Representatives from the three groups have signed a memorandum of understanding to merge into one big organization by September 2008.
The organization, which would represent some 25,000 producers, will take the first step toward amalgamation by moving into the same office location in Guelph, Ont., in 2005. Plans are also under way to hold a joint producer conference next spring.
The details of the merger, including the structure of the new organization, have yet to be worked out and will be the subject of ongoing discussions among the three boards and with producers.

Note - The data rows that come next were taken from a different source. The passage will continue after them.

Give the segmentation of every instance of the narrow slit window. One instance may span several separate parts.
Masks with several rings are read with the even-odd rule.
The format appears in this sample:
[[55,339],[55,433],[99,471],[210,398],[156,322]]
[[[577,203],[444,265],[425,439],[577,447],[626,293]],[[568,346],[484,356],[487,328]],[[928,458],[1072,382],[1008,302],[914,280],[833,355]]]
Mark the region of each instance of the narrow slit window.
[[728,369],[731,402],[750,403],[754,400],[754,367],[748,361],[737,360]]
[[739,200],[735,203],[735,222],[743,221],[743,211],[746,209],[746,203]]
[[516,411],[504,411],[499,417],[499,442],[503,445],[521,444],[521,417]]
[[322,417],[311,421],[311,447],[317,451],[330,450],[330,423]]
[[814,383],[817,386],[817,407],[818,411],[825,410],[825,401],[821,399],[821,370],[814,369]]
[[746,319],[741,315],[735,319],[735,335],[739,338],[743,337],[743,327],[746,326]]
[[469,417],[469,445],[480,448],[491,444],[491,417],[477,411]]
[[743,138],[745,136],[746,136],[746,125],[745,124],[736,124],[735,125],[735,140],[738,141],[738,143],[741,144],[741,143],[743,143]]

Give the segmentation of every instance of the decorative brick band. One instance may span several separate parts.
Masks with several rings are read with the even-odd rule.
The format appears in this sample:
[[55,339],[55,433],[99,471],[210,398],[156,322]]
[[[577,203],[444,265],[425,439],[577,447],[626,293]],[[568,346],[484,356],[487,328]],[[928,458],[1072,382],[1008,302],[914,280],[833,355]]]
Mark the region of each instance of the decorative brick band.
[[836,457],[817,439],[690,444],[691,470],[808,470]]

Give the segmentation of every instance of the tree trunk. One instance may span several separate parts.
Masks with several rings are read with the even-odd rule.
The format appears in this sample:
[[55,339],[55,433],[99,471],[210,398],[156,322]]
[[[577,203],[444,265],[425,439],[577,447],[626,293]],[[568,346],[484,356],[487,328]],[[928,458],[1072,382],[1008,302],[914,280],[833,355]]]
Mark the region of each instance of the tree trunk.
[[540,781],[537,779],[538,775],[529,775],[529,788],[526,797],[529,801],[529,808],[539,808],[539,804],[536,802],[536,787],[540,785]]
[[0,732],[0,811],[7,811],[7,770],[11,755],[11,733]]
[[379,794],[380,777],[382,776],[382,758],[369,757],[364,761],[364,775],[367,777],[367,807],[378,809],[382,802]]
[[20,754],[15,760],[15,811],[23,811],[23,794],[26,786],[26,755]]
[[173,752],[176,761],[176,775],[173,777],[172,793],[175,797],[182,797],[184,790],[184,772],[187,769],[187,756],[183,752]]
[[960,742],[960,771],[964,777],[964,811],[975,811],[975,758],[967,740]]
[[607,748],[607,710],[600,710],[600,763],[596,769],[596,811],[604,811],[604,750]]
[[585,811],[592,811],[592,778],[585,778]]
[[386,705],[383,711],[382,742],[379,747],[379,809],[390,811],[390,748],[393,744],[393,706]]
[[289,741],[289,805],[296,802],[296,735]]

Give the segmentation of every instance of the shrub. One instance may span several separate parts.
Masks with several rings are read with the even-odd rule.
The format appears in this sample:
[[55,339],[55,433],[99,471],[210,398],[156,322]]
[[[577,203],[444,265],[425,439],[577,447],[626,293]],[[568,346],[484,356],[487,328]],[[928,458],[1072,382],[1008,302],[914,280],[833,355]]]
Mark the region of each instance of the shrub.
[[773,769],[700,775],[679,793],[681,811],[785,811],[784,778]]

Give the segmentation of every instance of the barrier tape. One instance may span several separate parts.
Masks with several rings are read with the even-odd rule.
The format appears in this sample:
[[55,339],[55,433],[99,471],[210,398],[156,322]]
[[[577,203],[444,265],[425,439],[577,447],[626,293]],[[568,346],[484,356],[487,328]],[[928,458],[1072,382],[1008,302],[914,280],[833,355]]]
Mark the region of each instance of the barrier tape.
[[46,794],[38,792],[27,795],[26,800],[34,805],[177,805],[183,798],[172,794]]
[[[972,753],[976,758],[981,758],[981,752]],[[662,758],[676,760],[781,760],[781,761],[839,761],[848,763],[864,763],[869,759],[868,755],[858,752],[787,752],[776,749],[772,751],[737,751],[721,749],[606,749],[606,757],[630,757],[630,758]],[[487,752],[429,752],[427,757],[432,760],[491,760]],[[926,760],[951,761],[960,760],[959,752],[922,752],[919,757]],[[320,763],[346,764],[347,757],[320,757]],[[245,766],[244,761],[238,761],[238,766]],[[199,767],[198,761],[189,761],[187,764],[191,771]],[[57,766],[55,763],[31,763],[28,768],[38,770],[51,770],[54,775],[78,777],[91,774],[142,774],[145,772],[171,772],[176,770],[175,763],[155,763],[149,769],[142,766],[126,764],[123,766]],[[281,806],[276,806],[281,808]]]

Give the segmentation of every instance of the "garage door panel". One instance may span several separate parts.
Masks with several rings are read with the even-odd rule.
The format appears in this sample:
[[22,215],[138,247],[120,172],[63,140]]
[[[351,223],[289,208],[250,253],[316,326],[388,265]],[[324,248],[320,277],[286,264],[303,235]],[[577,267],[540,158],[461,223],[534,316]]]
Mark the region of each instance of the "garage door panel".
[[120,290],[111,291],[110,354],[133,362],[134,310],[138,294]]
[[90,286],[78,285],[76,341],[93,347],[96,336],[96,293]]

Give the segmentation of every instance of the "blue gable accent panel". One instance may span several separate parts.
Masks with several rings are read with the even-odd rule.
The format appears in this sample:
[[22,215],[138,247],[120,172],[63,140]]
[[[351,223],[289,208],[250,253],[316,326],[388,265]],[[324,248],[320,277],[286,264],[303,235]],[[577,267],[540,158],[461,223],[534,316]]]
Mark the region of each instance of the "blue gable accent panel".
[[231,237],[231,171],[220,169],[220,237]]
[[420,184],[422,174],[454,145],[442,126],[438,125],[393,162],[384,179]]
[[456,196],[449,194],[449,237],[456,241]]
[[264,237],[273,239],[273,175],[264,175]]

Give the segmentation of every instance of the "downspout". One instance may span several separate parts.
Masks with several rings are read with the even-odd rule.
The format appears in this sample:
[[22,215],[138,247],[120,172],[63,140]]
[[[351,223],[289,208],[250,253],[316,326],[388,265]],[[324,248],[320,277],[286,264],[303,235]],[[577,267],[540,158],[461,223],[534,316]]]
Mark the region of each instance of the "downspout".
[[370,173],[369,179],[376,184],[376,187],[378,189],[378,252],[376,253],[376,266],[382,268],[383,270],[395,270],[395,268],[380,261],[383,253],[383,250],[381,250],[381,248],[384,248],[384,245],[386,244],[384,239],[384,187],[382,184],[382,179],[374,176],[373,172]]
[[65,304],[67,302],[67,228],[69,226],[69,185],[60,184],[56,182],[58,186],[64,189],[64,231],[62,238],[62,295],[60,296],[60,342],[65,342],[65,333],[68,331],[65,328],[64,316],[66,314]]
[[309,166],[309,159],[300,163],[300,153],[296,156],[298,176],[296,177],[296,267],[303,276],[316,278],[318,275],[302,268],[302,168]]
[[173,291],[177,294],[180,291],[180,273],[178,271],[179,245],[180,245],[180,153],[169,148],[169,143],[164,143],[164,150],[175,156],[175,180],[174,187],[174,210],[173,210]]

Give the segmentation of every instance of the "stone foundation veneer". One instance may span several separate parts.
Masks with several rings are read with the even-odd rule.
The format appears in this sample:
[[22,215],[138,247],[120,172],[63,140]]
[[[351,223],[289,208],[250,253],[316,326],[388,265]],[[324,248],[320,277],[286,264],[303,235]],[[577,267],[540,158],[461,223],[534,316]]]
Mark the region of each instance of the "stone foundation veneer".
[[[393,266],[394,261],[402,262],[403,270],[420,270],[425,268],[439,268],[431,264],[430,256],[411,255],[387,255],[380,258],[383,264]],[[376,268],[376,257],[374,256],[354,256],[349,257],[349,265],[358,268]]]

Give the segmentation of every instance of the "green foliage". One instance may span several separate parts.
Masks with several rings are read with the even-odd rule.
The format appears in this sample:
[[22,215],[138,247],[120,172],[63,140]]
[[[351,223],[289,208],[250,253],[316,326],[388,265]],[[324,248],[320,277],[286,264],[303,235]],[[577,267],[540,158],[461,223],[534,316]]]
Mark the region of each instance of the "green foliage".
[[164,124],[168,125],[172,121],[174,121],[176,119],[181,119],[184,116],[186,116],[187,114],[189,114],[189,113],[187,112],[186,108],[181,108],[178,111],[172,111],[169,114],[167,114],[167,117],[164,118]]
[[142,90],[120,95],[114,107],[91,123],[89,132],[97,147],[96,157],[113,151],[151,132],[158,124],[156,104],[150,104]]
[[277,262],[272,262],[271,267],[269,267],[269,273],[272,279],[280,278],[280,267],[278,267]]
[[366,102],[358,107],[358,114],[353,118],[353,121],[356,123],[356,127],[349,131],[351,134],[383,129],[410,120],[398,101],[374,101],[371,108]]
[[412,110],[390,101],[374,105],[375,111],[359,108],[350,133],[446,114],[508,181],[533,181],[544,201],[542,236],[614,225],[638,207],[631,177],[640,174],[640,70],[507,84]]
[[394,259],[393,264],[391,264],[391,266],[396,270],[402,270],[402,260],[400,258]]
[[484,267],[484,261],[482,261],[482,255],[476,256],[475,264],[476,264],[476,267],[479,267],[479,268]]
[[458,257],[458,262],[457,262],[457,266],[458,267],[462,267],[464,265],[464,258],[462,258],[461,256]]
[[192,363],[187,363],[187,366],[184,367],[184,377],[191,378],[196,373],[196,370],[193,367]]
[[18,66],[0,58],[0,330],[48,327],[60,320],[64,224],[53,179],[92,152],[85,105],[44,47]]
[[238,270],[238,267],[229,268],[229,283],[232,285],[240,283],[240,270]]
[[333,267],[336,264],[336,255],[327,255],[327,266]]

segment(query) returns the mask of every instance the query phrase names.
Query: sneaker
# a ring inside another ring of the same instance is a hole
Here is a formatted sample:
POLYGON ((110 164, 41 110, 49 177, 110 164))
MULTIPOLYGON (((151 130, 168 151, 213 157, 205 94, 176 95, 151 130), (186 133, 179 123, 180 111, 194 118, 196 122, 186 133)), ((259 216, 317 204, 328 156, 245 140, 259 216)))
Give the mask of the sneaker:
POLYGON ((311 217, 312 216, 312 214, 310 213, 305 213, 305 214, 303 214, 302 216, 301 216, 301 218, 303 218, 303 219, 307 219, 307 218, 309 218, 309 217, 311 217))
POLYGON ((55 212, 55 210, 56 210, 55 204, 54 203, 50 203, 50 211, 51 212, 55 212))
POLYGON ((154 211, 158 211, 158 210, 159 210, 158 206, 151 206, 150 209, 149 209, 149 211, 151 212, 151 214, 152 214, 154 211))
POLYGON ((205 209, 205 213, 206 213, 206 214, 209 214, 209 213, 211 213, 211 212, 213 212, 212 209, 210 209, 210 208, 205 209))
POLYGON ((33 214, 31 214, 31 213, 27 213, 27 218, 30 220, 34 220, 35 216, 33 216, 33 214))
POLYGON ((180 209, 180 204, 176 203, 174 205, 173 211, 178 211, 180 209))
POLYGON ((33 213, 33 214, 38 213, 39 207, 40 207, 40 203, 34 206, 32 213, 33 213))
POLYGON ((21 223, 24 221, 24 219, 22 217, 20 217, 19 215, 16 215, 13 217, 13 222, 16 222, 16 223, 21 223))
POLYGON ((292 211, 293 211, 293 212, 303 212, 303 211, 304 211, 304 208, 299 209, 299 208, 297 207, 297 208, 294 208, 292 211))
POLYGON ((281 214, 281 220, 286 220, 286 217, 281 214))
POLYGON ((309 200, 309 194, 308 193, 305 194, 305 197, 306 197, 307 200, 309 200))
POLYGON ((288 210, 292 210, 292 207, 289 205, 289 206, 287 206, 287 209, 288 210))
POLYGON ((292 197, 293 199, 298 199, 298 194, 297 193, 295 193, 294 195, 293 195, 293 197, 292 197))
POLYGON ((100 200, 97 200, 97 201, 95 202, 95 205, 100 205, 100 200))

The three groups have different structures: the wheat board is a marketing board with selling powers; the soybean growers is a marketing board without selling powers; and the corn growers is a producer association.
Tuinema described the agreement signed in early July as a road map for the three organizations as they work toward the common goal of creating a “business atmosphere” that allows for the highest returns for growers.
The merger will also save the three groups some money, not only by locating in one office with one staff, but also by eliminating duplication of effort in research and lobbying on issues ranging from nutrient management to farm safety nets.
Predominant crops
In the 10 years ending in 2003, Ontario farmers seeded an average of 2.03 million acres of soybeans, 1.8 million acres of corn and 700,000 acres of wheat.
During that same period, production averaged 2.1 million tonnes of soybeans, 5.1 million tonnes of corn and 1.2 million tonnes of wheat.
Tuinema said wheat is the smallest of the three crops, but that doesn’t mean the interests of wheat growers will be neglected or overshadowed in the new organization.
Nor does he foresee any cases in which the interests of wheat growers would be at odds with those of soy or corn producers.
“You’re still going back to the same producers, and what’s good for one is good for all, so I really don’t see that happening,” he said.
The Ontario wheat board has gone through major changes in the last couple of years, losing its status as a the single desk seller of wheat grown in the province, selling significantly reduced volumes and assuming a much less significant role in the province’s wheat economy.
However, Tuinema said the decision to amalgamate is unrelated to those changes, adding the Ontario board will not give up its selling powers in any new structure.
“That certainly has not been discussed at all and we certainly don’t see that,” he said.
“Wheat producers will make that decision.”